HIST 477/677 American University

  • Home
  • About
  • Syllabi
  • Projects
    • 2022 Projects
    • 2021 Projects
    • 2020 Digital History Methods Projects
    • 2019 Digital History Methods Projects
    • Digital Preservation Consultant Projects – 2018 – UMD
    • Digital Preservation – 2016- Projects – UMD
    • Digital Art Curation -2016 – Projects – UMD
    • Digital History Methods – 2018 – Projects – AMU
    • Digital Public History – 2015 – Projects – UMD
    • Digital History- 2011 –– Projects – AMU

Tag: AIP

Posted on April 25, 2016

the digital preservation moth

Among the many challenges involved in identifying @mothgenerator-related material of significance and hatching a plan to preserve it, the greatest by far has been metadata.
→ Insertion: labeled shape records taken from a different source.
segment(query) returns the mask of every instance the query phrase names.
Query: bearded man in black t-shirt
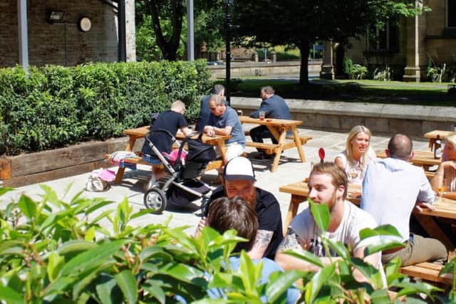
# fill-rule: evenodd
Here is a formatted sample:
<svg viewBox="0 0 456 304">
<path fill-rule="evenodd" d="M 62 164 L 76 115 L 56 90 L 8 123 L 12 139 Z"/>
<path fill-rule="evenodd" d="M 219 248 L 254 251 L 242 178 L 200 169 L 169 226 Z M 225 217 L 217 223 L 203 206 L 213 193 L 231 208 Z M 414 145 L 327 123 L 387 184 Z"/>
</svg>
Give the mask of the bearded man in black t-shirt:
<svg viewBox="0 0 456 304">
<path fill-rule="evenodd" d="M 209 204 L 214 199 L 239 196 L 254 209 L 259 226 L 254 245 L 247 253 L 251 258 L 263 257 L 274 259 L 279 245 L 284 239 L 280 205 L 276 197 L 266 190 L 256 187 L 255 173 L 252 163 L 245 157 L 231 159 L 224 167 L 223 186 L 214 192 Z M 206 225 L 209 205 L 197 228 L 198 233 Z M 235 216 L 235 215 L 234 215 Z"/>
</svg>

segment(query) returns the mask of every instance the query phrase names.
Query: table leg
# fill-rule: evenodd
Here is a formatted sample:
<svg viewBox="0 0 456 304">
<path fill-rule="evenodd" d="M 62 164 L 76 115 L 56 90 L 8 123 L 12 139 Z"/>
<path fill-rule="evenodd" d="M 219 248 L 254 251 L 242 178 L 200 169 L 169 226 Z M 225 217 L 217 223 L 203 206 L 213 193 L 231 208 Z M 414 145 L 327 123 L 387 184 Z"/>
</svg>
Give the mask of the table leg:
<svg viewBox="0 0 456 304">
<path fill-rule="evenodd" d="M 440 227 L 435 223 L 435 221 L 434 221 L 434 216 L 420 214 L 416 212 L 414 212 L 413 215 L 430 237 L 440 241 L 448 250 L 453 250 L 455 248 L 453 242 L 448 239 L 447 235 L 440 229 Z"/>
<path fill-rule="evenodd" d="M 272 167 L 271 167 L 271 172 L 274 172 L 277 169 L 277 166 L 279 165 L 279 161 L 280 160 L 280 156 L 282 154 L 282 151 L 284 150 L 284 144 L 285 143 L 285 137 L 286 137 L 286 130 L 282 130 L 281 134 L 280 135 L 280 139 L 279 140 L 279 147 L 275 149 L 276 157 L 274 158 L 274 162 L 272 162 Z"/>
<path fill-rule="evenodd" d="M 291 220 L 296 216 L 298 212 L 298 206 L 299 204 L 306 200 L 305 197 L 299 196 L 295 194 L 291 194 L 291 199 L 290 201 L 290 206 L 288 207 L 288 212 L 285 217 L 285 223 L 284 223 L 284 236 L 286 234 L 289 226 L 291 223 Z"/>
<path fill-rule="evenodd" d="M 296 149 L 298 150 L 298 153 L 299 154 L 299 158 L 301 159 L 301 162 L 306 162 L 306 156 L 304 155 L 304 152 L 302 150 L 302 145 L 301 143 L 301 140 L 299 139 L 299 135 L 298 134 L 296 126 L 292 125 L 291 130 L 293 131 L 293 137 L 294 137 L 294 144 L 296 145 Z"/>
</svg>

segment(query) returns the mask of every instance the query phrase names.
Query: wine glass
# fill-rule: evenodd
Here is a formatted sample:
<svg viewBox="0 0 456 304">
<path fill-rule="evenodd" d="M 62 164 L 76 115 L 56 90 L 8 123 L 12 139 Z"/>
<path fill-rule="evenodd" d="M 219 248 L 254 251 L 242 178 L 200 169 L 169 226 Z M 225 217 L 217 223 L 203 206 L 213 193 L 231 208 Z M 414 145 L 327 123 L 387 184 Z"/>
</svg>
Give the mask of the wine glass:
<svg viewBox="0 0 456 304">
<path fill-rule="evenodd" d="M 348 169 L 348 182 L 352 183 L 355 181 L 355 179 L 356 179 L 356 178 L 359 175 L 359 172 L 356 167 L 351 167 Z"/>
</svg>

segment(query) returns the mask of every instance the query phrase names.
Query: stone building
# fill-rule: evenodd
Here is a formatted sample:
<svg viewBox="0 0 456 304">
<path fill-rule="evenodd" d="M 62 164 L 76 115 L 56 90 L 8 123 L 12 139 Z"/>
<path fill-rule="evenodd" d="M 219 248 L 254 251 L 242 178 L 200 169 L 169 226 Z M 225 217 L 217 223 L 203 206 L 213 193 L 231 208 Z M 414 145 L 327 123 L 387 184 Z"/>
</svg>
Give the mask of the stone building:
<svg viewBox="0 0 456 304">
<path fill-rule="evenodd" d="M 415 5 L 422 5 L 415 1 Z M 360 40 L 351 39 L 348 48 L 326 41 L 322 76 L 343 73 L 343 57 L 370 66 L 392 67 L 404 81 L 425 77 L 430 59 L 456 70 L 456 0 L 423 0 L 431 11 L 415 17 L 393 20 L 385 28 L 370 28 Z"/>
<path fill-rule="evenodd" d="M 1 0 L 0 24 L 0 68 L 136 60 L 134 0 Z"/>
</svg>

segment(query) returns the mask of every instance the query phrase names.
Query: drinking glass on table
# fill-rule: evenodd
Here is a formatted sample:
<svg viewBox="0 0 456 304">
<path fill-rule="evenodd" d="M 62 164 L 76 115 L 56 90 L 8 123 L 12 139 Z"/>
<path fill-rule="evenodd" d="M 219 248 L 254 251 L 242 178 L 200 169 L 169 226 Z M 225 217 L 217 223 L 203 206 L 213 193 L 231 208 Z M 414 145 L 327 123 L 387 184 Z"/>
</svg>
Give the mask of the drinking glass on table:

In assembling an Archival Information Package for material documenting @mothgenerator, I had high hopes of being able to put together a METS file with descriptive, administrative, technical, and structural metadata for the entire AIP. I had been looking at Archivematica’s documentation for METS implementation in AIPs as a potential model but quickly realized that, between the variety of content and material types in the AIP and only beginner-level understanding of METS elements and attributes, I would have a nearly impossible time trying to piece together on my own what a full-service digital preservation system could produce relatively quickly.

Another compromise came in assigning and not assigning item-level descriptive metadata. This would be relatively easy for some digital objects — a folder full of JPEGs, for example — while less efficient for others — such as the CSS and Javascript files accompanying a downloaded Twitter archive. I have to confess that time became a factor here, as I hadn’t previously researched exactly what each of the Twitter archive files was for, and am still working through what WARC files are made of. “May contain: Data of various types.” Consider the solutions here to be in the spirit of extensible processing: one pass at baseline description, with plans to take a closer look in the future.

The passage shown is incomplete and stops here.